Curry has become so popular worldwide that now every country seems to have its own variation. Curry is one of the most popular dishes in Japan, and the Japanese make their curry with onions, carrots and potatoes. Other spices and flavourings often include curry powder, bay leaf and honey, but most of the time Japanese households will use a curry roux cube to make the dish. 

Curry was actually introduced to Japan through the English!

Japanese Curry

HOW DO YOU SERVE JAPANESE CURRY?

The Japanese eat their curry in one of three ways; as a curry with rice, as a curry over noodles, or as curry buns, which are bread rolls with a hot curry filling. Curry is often also served over breaded cutlets or 'Katsu'. It's a common misconception in the UK that katsu is the name of Japanese curry, it actually refers to the breadcrumb fried meat cutlet. 

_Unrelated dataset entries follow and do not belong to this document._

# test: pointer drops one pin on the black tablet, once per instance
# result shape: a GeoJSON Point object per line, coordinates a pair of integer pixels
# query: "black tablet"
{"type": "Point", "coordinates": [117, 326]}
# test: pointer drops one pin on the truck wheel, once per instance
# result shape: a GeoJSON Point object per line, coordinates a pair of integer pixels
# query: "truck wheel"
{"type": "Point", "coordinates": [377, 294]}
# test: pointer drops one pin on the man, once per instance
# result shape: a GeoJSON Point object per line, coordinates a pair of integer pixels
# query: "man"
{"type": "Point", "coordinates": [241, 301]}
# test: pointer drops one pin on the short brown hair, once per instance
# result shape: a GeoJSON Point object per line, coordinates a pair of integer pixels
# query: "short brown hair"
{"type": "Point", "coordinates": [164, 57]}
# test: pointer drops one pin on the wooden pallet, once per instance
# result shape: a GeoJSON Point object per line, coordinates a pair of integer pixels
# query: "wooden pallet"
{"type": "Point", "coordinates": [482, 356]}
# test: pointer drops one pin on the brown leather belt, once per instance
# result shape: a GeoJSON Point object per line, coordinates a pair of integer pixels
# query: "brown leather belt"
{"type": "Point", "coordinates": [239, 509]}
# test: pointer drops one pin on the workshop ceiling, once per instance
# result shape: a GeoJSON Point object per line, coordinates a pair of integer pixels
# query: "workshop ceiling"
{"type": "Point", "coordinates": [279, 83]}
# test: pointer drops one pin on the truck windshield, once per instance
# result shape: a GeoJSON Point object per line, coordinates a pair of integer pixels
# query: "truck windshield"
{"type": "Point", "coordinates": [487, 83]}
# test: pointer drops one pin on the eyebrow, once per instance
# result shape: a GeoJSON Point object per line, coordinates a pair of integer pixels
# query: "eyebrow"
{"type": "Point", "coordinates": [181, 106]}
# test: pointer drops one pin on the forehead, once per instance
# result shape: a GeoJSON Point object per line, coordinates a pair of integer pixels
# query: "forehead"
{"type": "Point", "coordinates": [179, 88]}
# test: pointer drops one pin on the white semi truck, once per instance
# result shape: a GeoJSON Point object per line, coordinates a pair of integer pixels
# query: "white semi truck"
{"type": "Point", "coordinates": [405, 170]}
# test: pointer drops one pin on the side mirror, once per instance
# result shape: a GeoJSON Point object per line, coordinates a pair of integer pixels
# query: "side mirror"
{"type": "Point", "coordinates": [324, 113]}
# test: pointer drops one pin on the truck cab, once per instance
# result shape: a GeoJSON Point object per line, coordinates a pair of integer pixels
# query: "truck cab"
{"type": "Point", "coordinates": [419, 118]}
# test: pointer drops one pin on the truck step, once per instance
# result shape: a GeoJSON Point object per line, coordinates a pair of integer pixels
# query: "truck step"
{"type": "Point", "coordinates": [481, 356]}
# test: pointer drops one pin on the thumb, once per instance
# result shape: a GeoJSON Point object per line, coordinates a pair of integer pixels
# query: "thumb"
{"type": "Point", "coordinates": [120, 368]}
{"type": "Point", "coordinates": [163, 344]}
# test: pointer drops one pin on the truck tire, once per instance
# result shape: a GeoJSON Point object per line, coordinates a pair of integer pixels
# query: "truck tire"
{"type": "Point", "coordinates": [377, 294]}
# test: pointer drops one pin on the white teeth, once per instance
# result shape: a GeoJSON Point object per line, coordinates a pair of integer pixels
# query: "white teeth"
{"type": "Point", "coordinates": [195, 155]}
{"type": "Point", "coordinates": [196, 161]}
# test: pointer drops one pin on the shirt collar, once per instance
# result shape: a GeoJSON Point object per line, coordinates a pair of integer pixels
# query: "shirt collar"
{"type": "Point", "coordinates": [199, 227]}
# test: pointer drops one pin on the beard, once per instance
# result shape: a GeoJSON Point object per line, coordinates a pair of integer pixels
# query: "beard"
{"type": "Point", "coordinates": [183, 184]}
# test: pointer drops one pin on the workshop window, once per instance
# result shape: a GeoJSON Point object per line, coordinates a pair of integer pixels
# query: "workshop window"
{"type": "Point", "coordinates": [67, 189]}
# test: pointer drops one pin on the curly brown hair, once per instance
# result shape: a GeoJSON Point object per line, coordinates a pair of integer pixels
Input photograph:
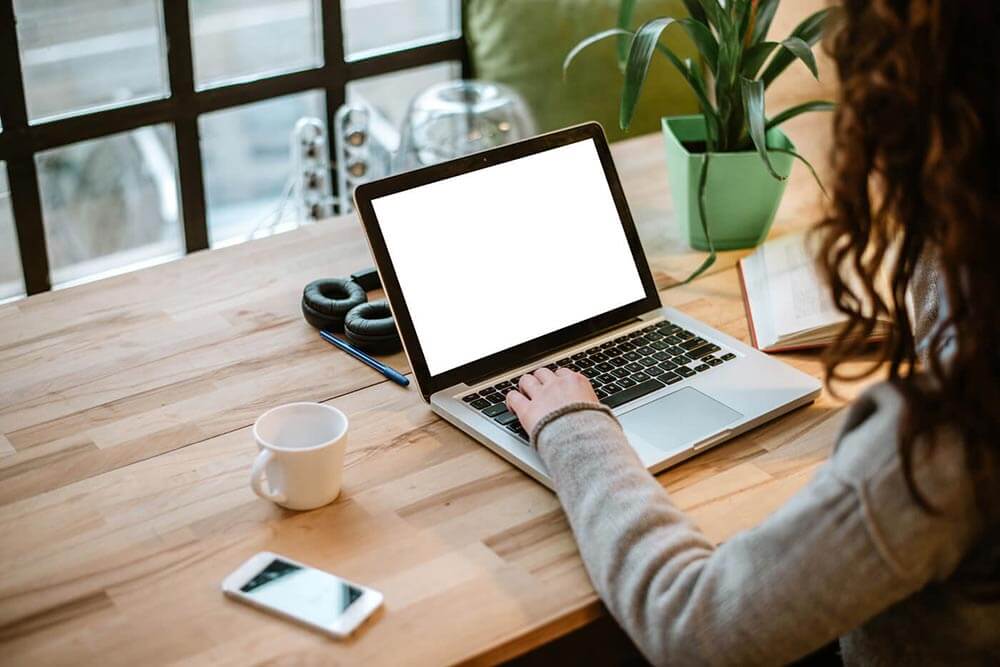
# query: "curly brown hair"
{"type": "Point", "coordinates": [916, 146]}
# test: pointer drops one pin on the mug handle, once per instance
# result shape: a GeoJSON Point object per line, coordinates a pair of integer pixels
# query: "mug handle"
{"type": "Point", "coordinates": [258, 479]}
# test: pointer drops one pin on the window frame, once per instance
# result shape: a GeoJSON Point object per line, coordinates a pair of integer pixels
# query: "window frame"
{"type": "Point", "coordinates": [20, 141]}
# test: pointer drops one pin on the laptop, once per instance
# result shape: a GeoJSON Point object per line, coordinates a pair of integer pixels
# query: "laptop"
{"type": "Point", "coordinates": [498, 263]}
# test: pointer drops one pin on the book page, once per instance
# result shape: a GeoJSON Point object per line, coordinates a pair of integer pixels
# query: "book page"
{"type": "Point", "coordinates": [800, 302]}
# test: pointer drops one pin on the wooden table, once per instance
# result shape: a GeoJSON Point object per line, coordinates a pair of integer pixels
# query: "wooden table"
{"type": "Point", "coordinates": [125, 447]}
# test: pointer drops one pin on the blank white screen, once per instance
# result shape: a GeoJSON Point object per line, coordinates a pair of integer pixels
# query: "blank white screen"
{"type": "Point", "coordinates": [502, 255]}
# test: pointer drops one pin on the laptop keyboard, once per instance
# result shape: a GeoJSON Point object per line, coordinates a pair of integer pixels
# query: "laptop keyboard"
{"type": "Point", "coordinates": [621, 370]}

Japanese curry will often be served with chicken, beef or pork and is often made with a meat base. 

If you are serving curry with rice, use the short-grain sticky Japanese rice, or sushi rice. This is how the Japanese serve their curry, not with the Indian long grain rice we often do. It's easier to eat with chopsticks this way too!

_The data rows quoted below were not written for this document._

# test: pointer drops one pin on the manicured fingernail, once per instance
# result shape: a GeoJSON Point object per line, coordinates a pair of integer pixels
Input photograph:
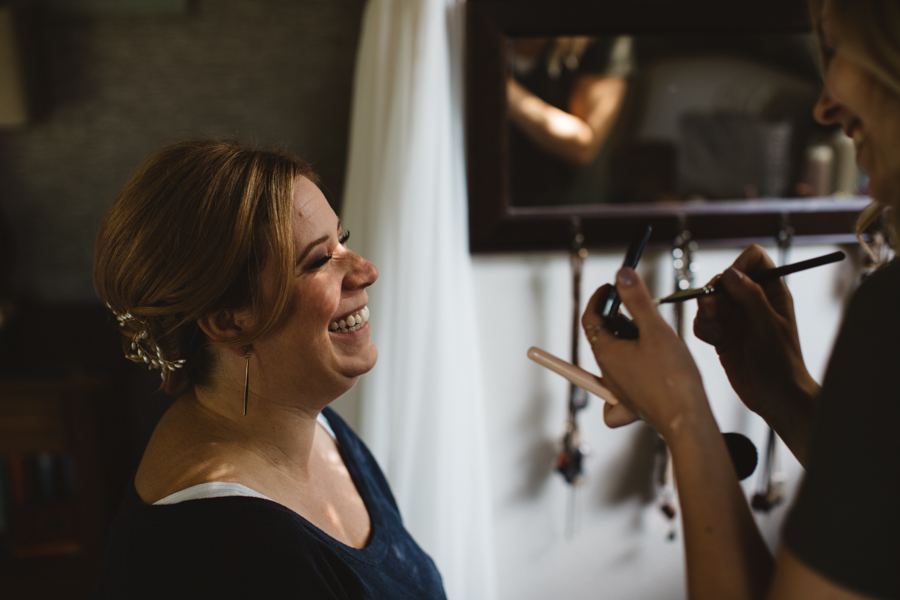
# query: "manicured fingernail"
{"type": "Point", "coordinates": [625, 277]}
{"type": "Point", "coordinates": [733, 276]}
{"type": "Point", "coordinates": [703, 311]}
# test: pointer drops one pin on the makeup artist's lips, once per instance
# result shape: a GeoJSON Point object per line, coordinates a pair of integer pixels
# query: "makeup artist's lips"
{"type": "Point", "coordinates": [352, 322]}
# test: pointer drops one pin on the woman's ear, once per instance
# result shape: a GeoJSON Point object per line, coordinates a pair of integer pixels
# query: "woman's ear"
{"type": "Point", "coordinates": [222, 328]}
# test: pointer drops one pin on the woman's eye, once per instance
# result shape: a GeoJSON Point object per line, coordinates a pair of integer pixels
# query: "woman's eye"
{"type": "Point", "coordinates": [320, 261]}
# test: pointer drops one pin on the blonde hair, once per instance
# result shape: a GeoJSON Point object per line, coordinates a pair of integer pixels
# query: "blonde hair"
{"type": "Point", "coordinates": [188, 235]}
{"type": "Point", "coordinates": [870, 35]}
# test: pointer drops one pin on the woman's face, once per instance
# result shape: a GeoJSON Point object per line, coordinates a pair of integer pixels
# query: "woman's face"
{"type": "Point", "coordinates": [308, 354]}
{"type": "Point", "coordinates": [867, 110]}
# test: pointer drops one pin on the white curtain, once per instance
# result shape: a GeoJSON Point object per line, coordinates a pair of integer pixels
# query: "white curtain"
{"type": "Point", "coordinates": [422, 407]}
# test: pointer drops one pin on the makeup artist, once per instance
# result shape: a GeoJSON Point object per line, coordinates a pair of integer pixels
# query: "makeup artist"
{"type": "Point", "coordinates": [229, 274]}
{"type": "Point", "coordinates": [842, 536]}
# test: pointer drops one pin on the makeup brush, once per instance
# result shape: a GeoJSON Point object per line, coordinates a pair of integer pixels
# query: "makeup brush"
{"type": "Point", "coordinates": [716, 287]}
{"type": "Point", "coordinates": [741, 450]}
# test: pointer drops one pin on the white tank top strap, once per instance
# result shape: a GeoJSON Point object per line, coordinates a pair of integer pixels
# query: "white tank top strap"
{"type": "Point", "coordinates": [221, 489]}
{"type": "Point", "coordinates": [211, 489]}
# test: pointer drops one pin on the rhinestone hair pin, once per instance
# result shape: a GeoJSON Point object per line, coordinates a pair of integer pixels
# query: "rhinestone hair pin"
{"type": "Point", "coordinates": [144, 351]}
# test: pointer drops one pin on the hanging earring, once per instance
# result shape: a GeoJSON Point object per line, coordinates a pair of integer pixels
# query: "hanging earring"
{"type": "Point", "coordinates": [246, 378]}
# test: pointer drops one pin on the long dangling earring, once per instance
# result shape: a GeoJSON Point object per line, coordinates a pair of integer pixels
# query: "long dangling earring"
{"type": "Point", "coordinates": [246, 378]}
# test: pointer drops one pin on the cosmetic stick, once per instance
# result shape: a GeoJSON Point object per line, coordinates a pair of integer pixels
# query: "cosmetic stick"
{"type": "Point", "coordinates": [574, 374]}
{"type": "Point", "coordinates": [715, 286]}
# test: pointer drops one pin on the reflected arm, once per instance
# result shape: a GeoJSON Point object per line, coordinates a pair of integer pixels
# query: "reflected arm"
{"type": "Point", "coordinates": [574, 136]}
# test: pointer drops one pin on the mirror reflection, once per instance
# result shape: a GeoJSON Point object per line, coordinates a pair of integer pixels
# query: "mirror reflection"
{"type": "Point", "coordinates": [651, 119]}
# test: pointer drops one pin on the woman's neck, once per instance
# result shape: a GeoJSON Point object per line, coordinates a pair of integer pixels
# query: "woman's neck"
{"type": "Point", "coordinates": [277, 431]}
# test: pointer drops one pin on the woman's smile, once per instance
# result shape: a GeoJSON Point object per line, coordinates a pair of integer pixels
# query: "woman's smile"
{"type": "Point", "coordinates": [351, 322]}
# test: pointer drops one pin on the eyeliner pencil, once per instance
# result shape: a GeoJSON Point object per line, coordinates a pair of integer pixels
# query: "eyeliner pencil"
{"type": "Point", "coordinates": [715, 286]}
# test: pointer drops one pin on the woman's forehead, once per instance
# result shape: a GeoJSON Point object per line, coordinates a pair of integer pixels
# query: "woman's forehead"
{"type": "Point", "coordinates": [311, 209]}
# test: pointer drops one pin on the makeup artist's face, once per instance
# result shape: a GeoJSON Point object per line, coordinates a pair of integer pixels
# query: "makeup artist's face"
{"type": "Point", "coordinates": [868, 111]}
{"type": "Point", "coordinates": [319, 350]}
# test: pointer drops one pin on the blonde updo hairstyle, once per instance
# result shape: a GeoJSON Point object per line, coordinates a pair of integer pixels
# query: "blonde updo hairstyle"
{"type": "Point", "coordinates": [187, 236]}
{"type": "Point", "coordinates": [870, 35]}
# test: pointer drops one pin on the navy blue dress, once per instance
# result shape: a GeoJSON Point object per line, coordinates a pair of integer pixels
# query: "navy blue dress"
{"type": "Point", "coordinates": [242, 547]}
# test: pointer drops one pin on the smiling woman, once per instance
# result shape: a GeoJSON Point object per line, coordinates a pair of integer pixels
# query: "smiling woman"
{"type": "Point", "coordinates": [840, 538]}
{"type": "Point", "coordinates": [228, 271]}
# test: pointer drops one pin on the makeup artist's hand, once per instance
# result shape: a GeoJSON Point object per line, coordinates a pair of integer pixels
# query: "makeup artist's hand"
{"type": "Point", "coordinates": [753, 329]}
{"type": "Point", "coordinates": [654, 375]}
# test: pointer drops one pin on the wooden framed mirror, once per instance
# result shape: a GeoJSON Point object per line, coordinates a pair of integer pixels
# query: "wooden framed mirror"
{"type": "Point", "coordinates": [694, 115]}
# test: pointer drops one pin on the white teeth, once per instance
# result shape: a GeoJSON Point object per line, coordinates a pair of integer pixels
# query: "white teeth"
{"type": "Point", "coordinates": [351, 323]}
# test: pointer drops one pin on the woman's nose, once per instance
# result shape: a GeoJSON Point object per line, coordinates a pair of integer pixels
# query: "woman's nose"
{"type": "Point", "coordinates": [362, 273]}
{"type": "Point", "coordinates": [826, 110]}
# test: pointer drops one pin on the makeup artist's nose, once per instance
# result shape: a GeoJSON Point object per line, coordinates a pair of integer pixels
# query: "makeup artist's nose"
{"type": "Point", "coordinates": [826, 110]}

If you want to make curry buns, or just enjoy a curry at it's best, leave it overnight in the fridge. The flavours become much more delicious, and the curry is more easily handled and placed into buns. 

 

WHAT TYPES OF JAPANESE CURRY ARE THERE?

As with most dishes in Japan, curry is cooked in different ways regionally, and each region is very proud of their way of cooking the dish. Aomori Prefecture is famous for its scallop curry, Nagano makes an apple curry, and Wakayama even makes a whale curry. 

GET CREATIVE

There are no rules for how to make your curry; just make a base using a Japanese curry roux cube, thicken with potatoes, carrots and onions, blend to make a sauce, and then the rest is up to you! Curry is delicious when mixed into noodles and served with breaded prawns and Japanese pickles, it's also great over fried tofu, or made into a thinner sauce and served with soup noodles.